Max Healthcare’s Key Performance Indicators FY24-H1FY26. (Source: Max Healthcare Q2FY26 Investor Presentation)
Max Healthcare added over 30% capacity in FY25 with a greenfield hospital in Dwarka and the acquisition of Jaypee Hospital in Noida. This reduced its EBITDA margin and ROCE between FY24 and H1FY26, pulling the stock down 6% despite an increase in average revenue per operating bed (ARPOB) and occupancy.
Unlike the manufacturing and energy sectors, expansion may not necessarily lead to share price growth. Healthcare investors look at profits more than revenue.
Is fresh growth warranted for 2026?
Around 70% of Max Healthcare’s capacity expansion is brownfield and focused on super-speciality care in metros and top-tier urban clusters such as Mumbai, Lucknow, Mohali, Dehradun, Nagpur, and Bathinda. Since the EBITDA breakeven is immediate in brownfield, ROCE will improve as debt is paid off.

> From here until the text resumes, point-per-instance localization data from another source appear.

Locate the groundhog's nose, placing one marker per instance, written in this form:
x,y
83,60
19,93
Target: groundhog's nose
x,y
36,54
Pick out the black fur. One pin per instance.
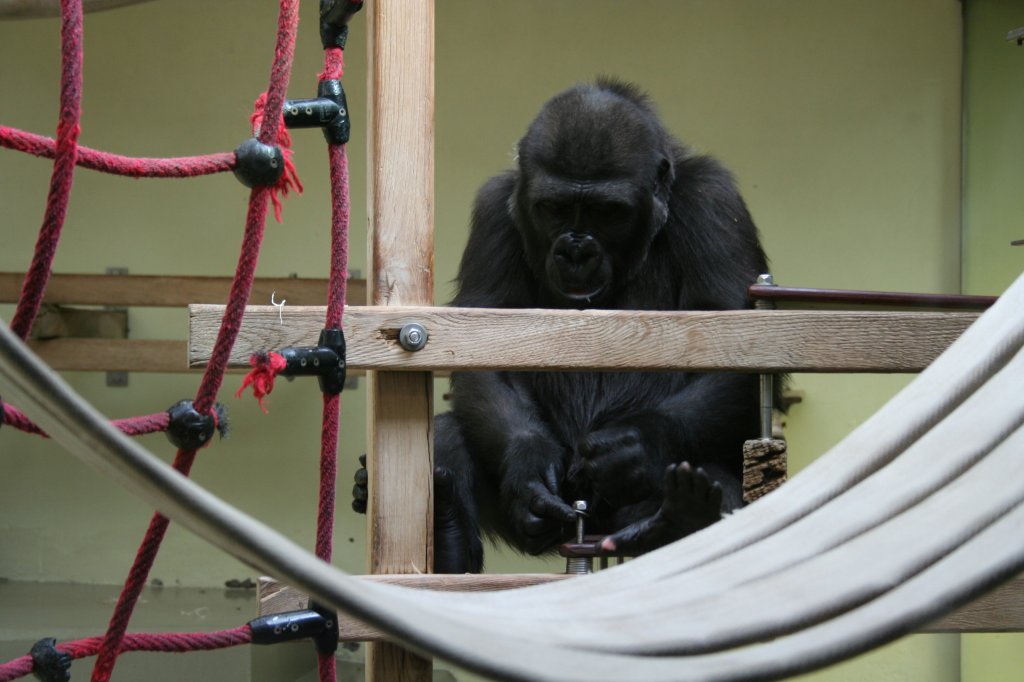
(604, 210)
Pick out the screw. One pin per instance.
(581, 564)
(413, 337)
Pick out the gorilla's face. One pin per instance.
(592, 194)
(583, 229)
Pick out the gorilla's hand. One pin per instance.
(530, 497)
(691, 501)
(620, 464)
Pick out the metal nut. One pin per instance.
(413, 337)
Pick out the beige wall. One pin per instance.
(840, 119)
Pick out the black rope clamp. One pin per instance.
(326, 361)
(257, 164)
(188, 429)
(329, 112)
(334, 20)
(48, 664)
(316, 624)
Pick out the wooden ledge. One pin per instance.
(999, 610)
(554, 340)
(275, 597)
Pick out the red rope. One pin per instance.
(231, 322)
(289, 178)
(265, 368)
(337, 293)
(64, 169)
(114, 164)
(164, 642)
(132, 426)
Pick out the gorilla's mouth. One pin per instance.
(584, 294)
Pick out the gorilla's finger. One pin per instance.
(553, 508)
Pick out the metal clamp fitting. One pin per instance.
(335, 15)
(293, 625)
(326, 361)
(257, 164)
(329, 112)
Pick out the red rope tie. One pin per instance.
(290, 178)
(166, 642)
(265, 368)
(114, 164)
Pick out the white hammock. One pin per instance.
(914, 513)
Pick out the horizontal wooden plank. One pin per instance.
(543, 339)
(999, 610)
(275, 597)
(888, 299)
(113, 354)
(166, 291)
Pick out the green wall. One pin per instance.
(841, 120)
(993, 216)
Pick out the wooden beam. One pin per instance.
(999, 610)
(36, 8)
(61, 322)
(167, 291)
(113, 354)
(400, 163)
(484, 339)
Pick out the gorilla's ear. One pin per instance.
(663, 190)
(666, 176)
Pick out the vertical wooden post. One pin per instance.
(400, 162)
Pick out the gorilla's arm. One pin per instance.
(517, 455)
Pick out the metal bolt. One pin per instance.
(582, 564)
(413, 337)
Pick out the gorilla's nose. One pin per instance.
(580, 253)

However, Max’s high P/E and EV/EBITDA valuation compared to its peers show that investors have already priced in profitability growth. That explains the correction in its share price in 2025.
The last time Max’s share price growth stagnated, its P/E ratio slumped to the low-40s in March 2023 from 100x in October 2021.

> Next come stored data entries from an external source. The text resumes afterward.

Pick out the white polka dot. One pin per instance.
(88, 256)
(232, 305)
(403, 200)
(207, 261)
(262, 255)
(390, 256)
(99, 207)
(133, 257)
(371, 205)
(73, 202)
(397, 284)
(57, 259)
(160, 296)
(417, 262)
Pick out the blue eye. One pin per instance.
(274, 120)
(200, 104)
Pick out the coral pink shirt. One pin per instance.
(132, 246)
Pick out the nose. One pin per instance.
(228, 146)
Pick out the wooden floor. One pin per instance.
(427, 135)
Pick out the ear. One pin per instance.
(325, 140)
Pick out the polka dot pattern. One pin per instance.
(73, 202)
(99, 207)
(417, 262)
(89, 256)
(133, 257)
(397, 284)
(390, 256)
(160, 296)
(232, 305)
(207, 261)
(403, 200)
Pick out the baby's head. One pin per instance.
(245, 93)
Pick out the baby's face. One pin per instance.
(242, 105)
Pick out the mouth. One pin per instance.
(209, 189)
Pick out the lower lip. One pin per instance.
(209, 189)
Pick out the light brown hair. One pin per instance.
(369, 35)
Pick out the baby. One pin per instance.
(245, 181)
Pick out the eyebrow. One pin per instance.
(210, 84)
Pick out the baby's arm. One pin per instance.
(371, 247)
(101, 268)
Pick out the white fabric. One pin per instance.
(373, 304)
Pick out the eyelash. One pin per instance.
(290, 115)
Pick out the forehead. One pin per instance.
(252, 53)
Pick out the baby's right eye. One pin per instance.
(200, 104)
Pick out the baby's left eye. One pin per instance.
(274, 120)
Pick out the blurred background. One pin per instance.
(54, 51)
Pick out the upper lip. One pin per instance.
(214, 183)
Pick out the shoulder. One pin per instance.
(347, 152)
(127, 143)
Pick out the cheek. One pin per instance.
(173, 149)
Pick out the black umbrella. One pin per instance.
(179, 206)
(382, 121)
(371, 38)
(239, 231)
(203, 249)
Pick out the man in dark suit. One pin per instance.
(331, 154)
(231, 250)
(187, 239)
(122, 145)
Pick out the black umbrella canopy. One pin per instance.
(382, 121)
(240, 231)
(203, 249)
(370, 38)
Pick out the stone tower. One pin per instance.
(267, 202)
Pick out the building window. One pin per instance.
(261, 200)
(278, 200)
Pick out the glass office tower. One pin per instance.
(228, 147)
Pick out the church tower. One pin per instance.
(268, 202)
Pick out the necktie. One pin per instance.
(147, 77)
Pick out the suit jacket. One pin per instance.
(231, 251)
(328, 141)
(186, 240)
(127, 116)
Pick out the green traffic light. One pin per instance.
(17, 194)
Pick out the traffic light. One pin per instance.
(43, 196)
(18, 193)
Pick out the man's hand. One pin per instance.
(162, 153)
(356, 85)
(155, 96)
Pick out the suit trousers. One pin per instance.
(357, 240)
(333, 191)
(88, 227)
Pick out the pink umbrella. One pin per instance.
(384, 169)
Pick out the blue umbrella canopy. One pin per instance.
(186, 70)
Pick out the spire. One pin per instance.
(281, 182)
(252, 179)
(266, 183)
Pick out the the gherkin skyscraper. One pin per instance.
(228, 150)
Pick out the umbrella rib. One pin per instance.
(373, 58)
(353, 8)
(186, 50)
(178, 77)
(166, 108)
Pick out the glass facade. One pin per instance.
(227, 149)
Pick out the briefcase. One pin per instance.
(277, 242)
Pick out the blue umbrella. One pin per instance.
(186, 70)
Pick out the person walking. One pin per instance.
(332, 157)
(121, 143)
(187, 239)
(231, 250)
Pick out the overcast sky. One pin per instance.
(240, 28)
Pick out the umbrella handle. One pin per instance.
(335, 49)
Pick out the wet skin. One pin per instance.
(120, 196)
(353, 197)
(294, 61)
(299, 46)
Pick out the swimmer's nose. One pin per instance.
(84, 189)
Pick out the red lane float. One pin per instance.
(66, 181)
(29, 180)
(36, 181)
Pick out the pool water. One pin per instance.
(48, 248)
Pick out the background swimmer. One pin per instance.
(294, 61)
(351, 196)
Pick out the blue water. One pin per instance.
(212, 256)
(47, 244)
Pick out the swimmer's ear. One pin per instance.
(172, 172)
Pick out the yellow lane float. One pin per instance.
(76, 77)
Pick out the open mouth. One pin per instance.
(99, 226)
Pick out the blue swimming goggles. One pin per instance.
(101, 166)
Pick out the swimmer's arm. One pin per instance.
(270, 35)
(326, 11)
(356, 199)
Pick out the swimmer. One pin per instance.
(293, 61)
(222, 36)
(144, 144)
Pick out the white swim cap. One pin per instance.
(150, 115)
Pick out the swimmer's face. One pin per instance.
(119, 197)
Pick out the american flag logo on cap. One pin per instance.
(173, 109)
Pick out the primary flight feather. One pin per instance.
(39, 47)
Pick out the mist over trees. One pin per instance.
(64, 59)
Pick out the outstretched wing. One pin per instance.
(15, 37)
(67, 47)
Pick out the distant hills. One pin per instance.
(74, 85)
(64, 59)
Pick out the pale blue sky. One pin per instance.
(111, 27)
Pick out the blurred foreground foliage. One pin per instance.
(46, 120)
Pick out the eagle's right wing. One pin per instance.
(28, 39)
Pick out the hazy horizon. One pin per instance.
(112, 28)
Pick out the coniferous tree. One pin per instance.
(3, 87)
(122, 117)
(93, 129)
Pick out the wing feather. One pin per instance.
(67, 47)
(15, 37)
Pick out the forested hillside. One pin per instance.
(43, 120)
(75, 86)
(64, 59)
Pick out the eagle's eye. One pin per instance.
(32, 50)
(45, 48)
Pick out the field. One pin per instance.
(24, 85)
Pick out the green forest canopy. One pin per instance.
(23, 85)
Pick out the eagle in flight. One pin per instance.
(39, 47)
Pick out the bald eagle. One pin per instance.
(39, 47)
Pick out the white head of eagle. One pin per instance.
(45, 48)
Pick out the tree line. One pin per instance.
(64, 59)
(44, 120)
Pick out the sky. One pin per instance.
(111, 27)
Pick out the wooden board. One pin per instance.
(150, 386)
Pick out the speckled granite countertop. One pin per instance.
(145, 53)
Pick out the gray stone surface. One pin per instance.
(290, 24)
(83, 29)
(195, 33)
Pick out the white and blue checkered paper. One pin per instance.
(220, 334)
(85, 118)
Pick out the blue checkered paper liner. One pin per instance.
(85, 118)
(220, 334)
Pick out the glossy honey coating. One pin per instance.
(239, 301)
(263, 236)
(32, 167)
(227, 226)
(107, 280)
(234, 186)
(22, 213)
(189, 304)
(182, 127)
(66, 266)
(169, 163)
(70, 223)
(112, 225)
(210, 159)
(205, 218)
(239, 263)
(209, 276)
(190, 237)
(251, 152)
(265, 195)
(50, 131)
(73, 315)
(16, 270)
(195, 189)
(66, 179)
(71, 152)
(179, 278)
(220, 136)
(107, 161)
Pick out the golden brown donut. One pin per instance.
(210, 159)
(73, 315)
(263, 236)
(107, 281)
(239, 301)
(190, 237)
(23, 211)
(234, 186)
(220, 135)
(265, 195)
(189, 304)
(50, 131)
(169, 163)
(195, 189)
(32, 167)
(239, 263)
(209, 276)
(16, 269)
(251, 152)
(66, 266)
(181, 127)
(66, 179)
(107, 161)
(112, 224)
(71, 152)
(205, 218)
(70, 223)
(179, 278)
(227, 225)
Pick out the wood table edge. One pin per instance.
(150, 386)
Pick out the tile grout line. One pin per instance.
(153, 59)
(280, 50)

Max Healthcare’s P/E ratio from 2021-2025. (Source: Screener.in)
However, analysts are bullish about the long-term growth prospects of Max Healthcare and the compounding effect of ROCE-focused brownfield expansion. Apart from expansion, they are bullish on improving payor mix, case mix (oncology and radiation), and increasing focus on international patients. Brokerages expect a 20-30% upside in the stock price.
Growth from the current market price of Rs 1,068
Taking a holistic view, Max Healthcare’s ROCE-first approach in brownfield expansion makes it a slow compounder in the long term. However, it would be difficult for the stock to replicate the 800% rally triggered by the turnaround. In fact, high valuations might limit short-term upside.
Favourable regulatory and policy changes could significantly boost the growth. The recent reduced GST rate on insurance, medicines, and medical equipment to nil or 5% and the Central Government Health Scheme’s (CGHS) 5%-30% increase in rates of medical procedures in cardiology, neurology, oncology, and orthopaedics specialities have had, and will continue to have, a positive impact on margins.
India is emerging as a medical tourism hub. Industry tailwinds like increasing awareness of preventative care, higher discretionary income in the hands of consumers, and technology advancements could make healthcare stocks stable cash compounders in the long term. Yet, there will be periods of stagnation as industry absorbs new capacity.
Note: We have relied on data from http://www.Screener.in throughout this article. Only in cases where the data was not available have we used an alternate, but widely used and accepted source of information.
Puja Tayal is a financial writer with over 17 years of experience in the field of fundamental research.
Disclosure: The writer and his dependents do not hold the stocks discussed in this article.